Starting August 6, 2025, DuckDB-based analytical read-only instances are available for ApsaraDB RDS for MySQL. Powered by columnar storage and vectorized execution, these instances run complex analytical queries up to 100 times faster than the InnoDB engine.
How it works
A DuckDB-based analytical read-only instance runs a built-in DuckDB engine alongside your existing RDS for MySQL setup.
Data synchronization happens in two phases:
Historical data: When you create the instance, RDS automatically copies existing data from the primary instance and converts it to DuckDB's columnar format.
Incremental data: After the instance is created, changes from the primary instance are replicated in real time using MySQL native binary logging replication — entirely within RDS, with no external sync tools required.
Resource isolation: The analytical instance handles complex queries independently. Your primary instance and standard read-only instances continue handling transactions without interference.
Key capabilities
| Capability | What it means for you |
|---|---|
| Columnar storage | Column-oriented data layout reduces I/O for large-scale scans and aggregations |
| Vectorized execution | Processes data in batches rather than row by row, cutting CPU cycles for analytical workloads |
| Just-in-time (JIT) compilation | Compiles query plans to native code at runtime, eliminating interpreter overhead for complex queries |
| Efficient memory management | Optimized memory usage for handling large analytical workloads |
| Parallel processing | Distributes computation across CPU cores, reducing query latency as data volume grows |
| MySQL compatibility | 100% compatible with the MySQL protocol and data types; over 99.9% compatible with SQL syntax and Data Definition Language (DDL) — you can obtain results efficiently without changing your original search statements |
Use cases
Aggregation and analysis
Analytical instances excel at aggregation-heavy workloads — log analysis, time-series aggregations, and reports across large-scale datasets. If your current queries are slow on InnoDB, the DuckDB engine can significantly reduce query time.
Multi-table JOIN queries
Services with wide schemas and complex JOIN paths — such as order analytics, user behavior analysis, or financial reporting — benefit from the columnar layout, which reads only the columns each query needs instead of full rows.

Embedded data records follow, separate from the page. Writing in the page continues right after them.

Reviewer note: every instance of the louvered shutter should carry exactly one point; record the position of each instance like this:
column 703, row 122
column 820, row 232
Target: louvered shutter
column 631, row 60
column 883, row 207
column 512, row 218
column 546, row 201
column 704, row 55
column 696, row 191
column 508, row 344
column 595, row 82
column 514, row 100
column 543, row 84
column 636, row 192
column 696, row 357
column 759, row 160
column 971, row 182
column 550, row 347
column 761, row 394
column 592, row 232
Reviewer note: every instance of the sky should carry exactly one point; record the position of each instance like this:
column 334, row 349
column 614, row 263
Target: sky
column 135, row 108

Replace or simplify your OLAP pipeline
If you currently maintain a separate OLAP database with a Data Transmission Service (DTS) data synchronization link, a DuckDB-based analytical read-only instance can eliminate that pipeline. Data flows within RDS at no extra synchronization cost.
Comparison
| DuckDB-based analytical read-only instance | Standard read-only instance | OLAP database | |
|---|---|---|---|
| Primary use case | Complex analytical queries | Transaction processing | Complex analytical queries |
| Analytical query performance | High | Low | High |
| Data synchronization | Native binary logging replication | Native binary logging replication | DTS data synchronization link |
| MySQL data type compatibility | Fully compatible | Fully compatible | Incompatible (requires field mapping) |
| SQL syntax compatibility | Highly compatible (over 99.9%) | Fully compatible | Incompatible (requires SQL rewrite) |
| DDL compatibility | Highly compatible | Fully compatible | Partially compatible |
| O&M costs | Low (integrated instance) | Low (integrated instance) | High (requires extra maintenance for the database and synchronization link) |
Billing
Billing for DuckDB-based analytical read-only instances follows the same model as standard read-only instances. The cost depends on the product series, instance type, storage type, and storage capacity. The actual price is shown on the purchase page.